HM: So you've been our football writer since then.
RS: Yeah, I've enjoyed it. And I've always been a keen photographer, too. I used to develop stuff in our basement. It would be freezing cold in winter. I'd have hot water bottles with the chemicals on top. I got into the photography quite seriously. Then the web came along and that was another challenge. For a while, I was making a few bob designing websites for pubs and small firms. I run the Footballsouth website. Do all the match programmes. That's good fun.

HM: You enjoy having the odd laugh or a crack in your programmes, don't you?
RS: People disagree sometimes with what you write. But you just tell them they are welcome to do the programmes themselves if they'd like.

HM: Football is very tribal. You must have struck that over the years.
RS: Definitely. That's what is great about football. The rivalries. Whether it's Hibs and Hearts in Edinburgh, Celtic and Rangers, or Roslyn and Northern. The standard of football in Dunedin in the old days didn't turn me on, but there was a good social side to it.

HM: Since 1978, what has been the heyday of Otago football?
RS: The early national league days. There were a lot of ambitious people around, with a few bob. It was new and exciting to see Mt Wellington and Christchurch United and teams like that. You had imports in town. Fakes and fibbers and wasters, along with some very good players. The old teams were full of real characters. Now they're just lads. Good players, but a totally different set-up. You miss people like Steve Wooddin and Dennis Barker and Pat Berry and Peter Haddock.

HM: How do you describe the present state of football down here?
RS: The whole country's suffering. But Otago suffers more than Auckland because of finances. Local sport, in general, seems to have lost the ability to raise money. Everyone leans too heavily on grants. I can remember wheeling pigs around in barrows in pubs and strange stuff like that. You wouldn't get people doing that these days.

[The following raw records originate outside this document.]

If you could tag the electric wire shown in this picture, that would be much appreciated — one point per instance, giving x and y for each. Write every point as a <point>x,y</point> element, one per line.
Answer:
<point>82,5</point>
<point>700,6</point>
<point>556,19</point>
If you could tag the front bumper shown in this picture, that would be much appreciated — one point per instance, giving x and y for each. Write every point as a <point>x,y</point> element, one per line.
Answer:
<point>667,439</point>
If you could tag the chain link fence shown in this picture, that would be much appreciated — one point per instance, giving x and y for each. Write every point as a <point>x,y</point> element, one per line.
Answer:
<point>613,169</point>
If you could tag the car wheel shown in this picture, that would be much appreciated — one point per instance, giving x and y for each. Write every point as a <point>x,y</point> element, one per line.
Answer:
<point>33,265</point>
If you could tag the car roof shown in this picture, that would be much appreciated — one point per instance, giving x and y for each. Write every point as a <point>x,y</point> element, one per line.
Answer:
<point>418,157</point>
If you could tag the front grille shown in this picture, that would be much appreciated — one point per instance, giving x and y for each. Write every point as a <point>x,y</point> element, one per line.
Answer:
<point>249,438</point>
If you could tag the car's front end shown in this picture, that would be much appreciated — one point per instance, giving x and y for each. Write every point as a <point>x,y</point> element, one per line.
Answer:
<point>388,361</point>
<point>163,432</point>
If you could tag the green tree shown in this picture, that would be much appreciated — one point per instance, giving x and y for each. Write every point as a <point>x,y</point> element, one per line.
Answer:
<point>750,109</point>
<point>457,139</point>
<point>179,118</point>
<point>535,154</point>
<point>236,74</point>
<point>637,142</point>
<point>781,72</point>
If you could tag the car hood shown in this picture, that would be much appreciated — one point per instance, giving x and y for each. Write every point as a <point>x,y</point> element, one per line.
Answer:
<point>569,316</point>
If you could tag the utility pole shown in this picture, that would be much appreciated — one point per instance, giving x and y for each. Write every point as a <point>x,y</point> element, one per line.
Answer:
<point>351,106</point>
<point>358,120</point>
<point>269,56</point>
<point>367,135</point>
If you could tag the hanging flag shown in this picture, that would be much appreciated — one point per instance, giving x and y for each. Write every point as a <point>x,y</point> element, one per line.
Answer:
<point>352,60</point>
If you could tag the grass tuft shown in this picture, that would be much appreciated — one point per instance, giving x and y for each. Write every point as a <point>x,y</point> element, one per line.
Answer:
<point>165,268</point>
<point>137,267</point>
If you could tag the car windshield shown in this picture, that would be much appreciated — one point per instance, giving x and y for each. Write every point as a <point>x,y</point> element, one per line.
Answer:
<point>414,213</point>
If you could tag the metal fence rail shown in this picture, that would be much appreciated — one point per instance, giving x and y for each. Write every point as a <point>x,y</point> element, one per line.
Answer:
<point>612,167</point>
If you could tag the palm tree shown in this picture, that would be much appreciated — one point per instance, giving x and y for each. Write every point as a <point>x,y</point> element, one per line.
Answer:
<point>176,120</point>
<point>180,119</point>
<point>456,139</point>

HM: The current national league? You a fan?
RS: I don't mind it at all. I'd like to see it bigger, with more games, and I'd like to see Otago doing better. But it boils down to resources, and possibly a lack of ambition when it comes to importing players. I believe in giving local players a chance, but you also need some old heads around them. It's not too difficult to get good players. There are millions of very good players in the UK desperate to play somewhere. Advertise for them. I did it myself for Roslyn, and we got 120 replies.

HM: You think Otago United can do something similar?
RS: I'm sympathetic. They're so concerned with just surviving, which has got tougher. Four or five years ago, we had a bit more money when we had Terry Phelan running about. The guy was a top player but he was a waste of time as a coach here. Now we're staggering on, through a depression. But a high priority should be importing a very good player or two.

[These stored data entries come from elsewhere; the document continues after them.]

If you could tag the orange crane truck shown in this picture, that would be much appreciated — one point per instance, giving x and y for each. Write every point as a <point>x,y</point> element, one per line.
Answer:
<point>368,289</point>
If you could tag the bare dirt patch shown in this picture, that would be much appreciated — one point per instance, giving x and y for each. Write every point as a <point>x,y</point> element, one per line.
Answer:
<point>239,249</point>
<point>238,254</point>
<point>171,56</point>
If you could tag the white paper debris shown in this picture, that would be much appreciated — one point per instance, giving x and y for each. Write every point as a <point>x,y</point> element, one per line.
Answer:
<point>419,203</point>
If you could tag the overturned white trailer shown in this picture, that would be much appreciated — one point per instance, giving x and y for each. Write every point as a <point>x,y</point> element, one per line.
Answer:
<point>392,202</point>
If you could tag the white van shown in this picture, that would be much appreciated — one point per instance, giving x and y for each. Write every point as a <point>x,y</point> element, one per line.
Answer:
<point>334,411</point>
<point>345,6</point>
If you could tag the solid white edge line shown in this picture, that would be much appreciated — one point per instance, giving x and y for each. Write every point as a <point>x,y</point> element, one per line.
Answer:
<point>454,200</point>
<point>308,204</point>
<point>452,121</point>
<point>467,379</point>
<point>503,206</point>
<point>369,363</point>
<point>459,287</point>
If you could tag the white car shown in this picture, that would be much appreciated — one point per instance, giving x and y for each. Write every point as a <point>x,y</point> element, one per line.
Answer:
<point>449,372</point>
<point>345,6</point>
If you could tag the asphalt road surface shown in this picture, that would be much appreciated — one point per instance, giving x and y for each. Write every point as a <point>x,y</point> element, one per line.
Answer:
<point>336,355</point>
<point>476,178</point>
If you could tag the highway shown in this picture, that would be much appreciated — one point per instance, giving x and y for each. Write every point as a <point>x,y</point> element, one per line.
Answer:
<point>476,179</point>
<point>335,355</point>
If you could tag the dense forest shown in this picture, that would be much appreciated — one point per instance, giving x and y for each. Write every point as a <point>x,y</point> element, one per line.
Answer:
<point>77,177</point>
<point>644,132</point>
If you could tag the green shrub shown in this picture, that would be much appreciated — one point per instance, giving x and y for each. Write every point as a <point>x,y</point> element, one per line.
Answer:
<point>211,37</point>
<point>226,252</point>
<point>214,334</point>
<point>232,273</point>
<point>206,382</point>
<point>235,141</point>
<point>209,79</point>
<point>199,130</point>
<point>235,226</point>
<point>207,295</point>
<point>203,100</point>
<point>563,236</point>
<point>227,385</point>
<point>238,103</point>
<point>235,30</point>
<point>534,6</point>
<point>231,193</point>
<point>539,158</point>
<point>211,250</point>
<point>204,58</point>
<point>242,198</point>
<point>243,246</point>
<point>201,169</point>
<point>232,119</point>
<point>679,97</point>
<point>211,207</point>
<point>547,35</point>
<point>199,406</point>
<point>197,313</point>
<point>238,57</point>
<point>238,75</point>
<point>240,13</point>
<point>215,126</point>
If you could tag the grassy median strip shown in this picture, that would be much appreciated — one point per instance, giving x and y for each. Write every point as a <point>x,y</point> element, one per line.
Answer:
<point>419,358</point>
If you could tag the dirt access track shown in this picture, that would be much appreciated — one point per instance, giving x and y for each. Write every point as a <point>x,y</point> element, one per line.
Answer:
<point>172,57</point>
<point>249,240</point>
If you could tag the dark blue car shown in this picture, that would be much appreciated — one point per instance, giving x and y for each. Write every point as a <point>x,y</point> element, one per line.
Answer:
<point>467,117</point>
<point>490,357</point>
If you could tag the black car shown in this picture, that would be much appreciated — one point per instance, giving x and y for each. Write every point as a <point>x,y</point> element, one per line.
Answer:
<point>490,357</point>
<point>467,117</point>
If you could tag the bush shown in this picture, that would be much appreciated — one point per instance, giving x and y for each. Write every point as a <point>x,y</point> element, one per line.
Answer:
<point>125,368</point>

HM: You must have seen your share of great players.
RS: Yeah. Barney McGarry's family. Three boys, three girls. All played for Otago. Paddy was a classy player but he was a bit chunky like his father. Mike McGarry, obviously. Excellent player. Steve Wooddin would be up there.

HM: If I recall correctly, you went to the 1982 World Cup.
RS: I did. A dream, really. New Zealand, Scotland, Russia and Brazil. I took a month off. My mate and I bought an old Volkswagen in London. We got robbed on our first day in Spain. Lost all my camera equipment. But what a great tournament! I also went to Italy in 1990. And I had an amazing trip with the masters guys to Germany. This big guy marked me who had played about 50 times for Russia. He was about six foot 5. He had this broken English and I wasn't sure if he was saying he was going to take it easy on me or he was going to break my leg. It was an extremely well-organised tournament.

HM: Were you in Wellington the night the All Whites beat Bahrain?
RS: I sure was. That was another epic situation. All the old Otago guys turned up and congregated at a pub.

HM: What's the key to covering a football game?
RS: I believe you've got to do your homework. It fascinates me when a TV guy comes up and asks who the No 9 is or whatever. It's good to find out about the players, and see if the coaches can tell you bits and pieces. It's not rocket science.

HM: Still enjoying it?
RS: Yeah. Some games seem to last longer than others. But that's just a sign it's a bad game.